8. En quatrième lieu, il résulte de l’instruction que Mme A… C…, qui bénéficie du statut de réfugiée en Grèce, est entrée en France pour y solliciter l’asile. Sa demande d’asile a toutefois été rejetée par décision de la cour nationale du droit d’asile (CNDA) du 24 mai 2025. Par ordonnance du 25 septembre 2025, le juge des référés du tribunal administratif de Pau lui a enjoint de libérer l’hébergement qu’elle occupait sans droit ni titre au centre d’accueil pour demandeurs d’asile (CADA) de Biscarosse. Le préfet de la Gironde a pris à son encontre une obligation de quitter le territoire français par arrêté du 27 novembre 2024. Mme A… C… n’a pas contesté et n’a pas exécuté cette mesure d’éloignement. Elle se maintient depuis lors en situation irrégulière sur le territoire français. Il apparaît encore qu’une première demande d’intégration au parcours de sortie de la prostitution et d’insertion sociale et professionnelle a été rejetée, le 24 janvier 2025, par le préfet des Landes. Cette décision fait l’objet d’un recours en annulation, encore à l’instruction, devant le tribunal administratif de Pau. Enfin, la décision contestée n’emporte aucune modification de sa situation actuelle en raison de son maintien irrégulier sur le territoire et de son absence d’autorisation de travail.

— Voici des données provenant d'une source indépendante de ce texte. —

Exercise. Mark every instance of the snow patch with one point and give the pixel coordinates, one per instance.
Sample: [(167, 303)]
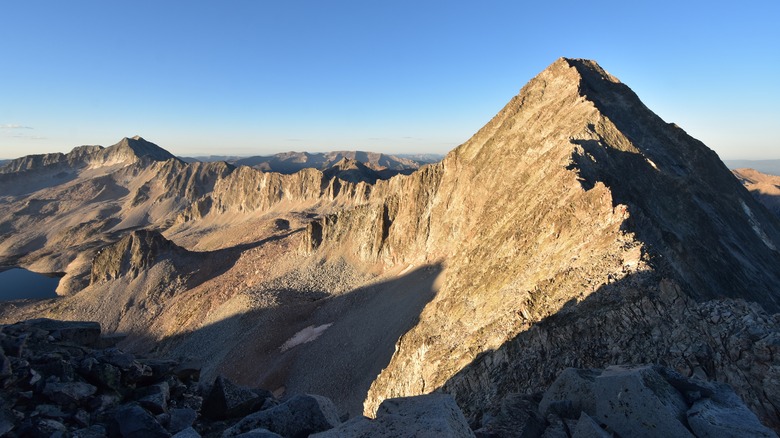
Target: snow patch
[(308, 334), (651, 163), (756, 228)]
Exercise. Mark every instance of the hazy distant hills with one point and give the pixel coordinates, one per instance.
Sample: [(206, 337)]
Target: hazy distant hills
[(359, 165), (765, 188), (771, 167), (575, 229)]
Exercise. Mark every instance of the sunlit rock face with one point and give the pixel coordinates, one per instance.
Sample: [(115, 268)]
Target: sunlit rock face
[(576, 229)]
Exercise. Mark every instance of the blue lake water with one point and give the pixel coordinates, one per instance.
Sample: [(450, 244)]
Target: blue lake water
[(18, 283)]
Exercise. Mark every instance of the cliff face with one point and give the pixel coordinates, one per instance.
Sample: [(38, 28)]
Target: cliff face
[(765, 188), (575, 229), (574, 185)]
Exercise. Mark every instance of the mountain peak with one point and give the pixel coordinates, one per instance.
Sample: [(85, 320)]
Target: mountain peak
[(137, 147)]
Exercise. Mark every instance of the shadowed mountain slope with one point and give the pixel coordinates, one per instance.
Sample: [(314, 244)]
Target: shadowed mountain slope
[(765, 188), (573, 185), (573, 202)]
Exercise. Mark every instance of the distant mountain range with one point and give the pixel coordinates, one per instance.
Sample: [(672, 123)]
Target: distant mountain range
[(771, 167), (575, 229), (353, 166)]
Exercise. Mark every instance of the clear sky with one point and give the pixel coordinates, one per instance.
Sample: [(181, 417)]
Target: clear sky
[(256, 77)]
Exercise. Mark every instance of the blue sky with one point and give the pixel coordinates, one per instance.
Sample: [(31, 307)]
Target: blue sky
[(256, 77)]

9. Pour toutes les raisons ci-dessus exposées, Mme A… C…, quelles que soient les difficultés rencontrées, ne justifie pas d’une situation d’urgence, au sens des dispositions de l’article L. 521-1 du code de justice administrative, nécessitant que, sans attendre le jugement de la requête au fond, le juge des référés statue sur sa demande à bref délai. Par suite, il y a lieu de rejeter les conclusions de la requête présentées à fin de suspension, d’injonction et d’astreinte, selon la procédure de l’article L. 522-3 du code de justice administrative.
Sur la demande d’aide juridictionnelle provisoire et les conclusions présentées sur le fondement de l’article L. 761-1 du code de justice administrative :
10. Aux termes de l’article 7 de la loi du 10 juillet 1991 visée ci-dessus : « L’aide juridictionnelle est accordée à la personne dont l’action n’apparaît pas, manifestement, irrecevable ou dénuée de fondement » et aux termes de l’article 20 de la même loi : « Dans les cas d’urgence, sous réserve de l’appréciation des règles relatives aux commissions ou désignations d’office, l’admission provisoire à l’aide juridictionnelle peut être prononcée (…) par la juridiction compétente ou son président ». Il résulte des points précédents que la requête de Mme A… C… ne satisfait pas de manière manifeste aux conditions posées par l’article L. 521-3 du code de justice administrative. Dès lors, et en vertu des dispositions précitées de l’article 7 de la loi du 10 juillet 1991, il n’y a pas lieu de lui accorder l’aide juridictionnelle à titre provisoire. Par ailleurs, les dispositions de l’article L. 761-1 du code de justice administrative font obstacle à ce que soit mise à la charge de l’Etat, qui n’est pas partie perdante dans la présente instance, la somme dont Mme A… C… demande le versement au titre des frais exposés et non compris dans les dépens.
O R D O N N E :
Article 1er : La requête n° 2508631 de Mme A… C… est rejetée.
Article 2 : La présente ordonnance sera notifiée à Mme E… A… C… et à Me Trébesses.
Copie en sera adressée pour information au préfet de la Gironde.
Fait à Bordeaux, le 17 décembre 2025.
Le juge des référés,
M. Vaquero
La République mande et ordonne au préfet de la Gironde en ce qui le concerne ou à tous commissaires de justice à ce requis en ce qui concerne les voies de droit commun contre les parties privées, de pourvoir à l’exécution de la présente décision.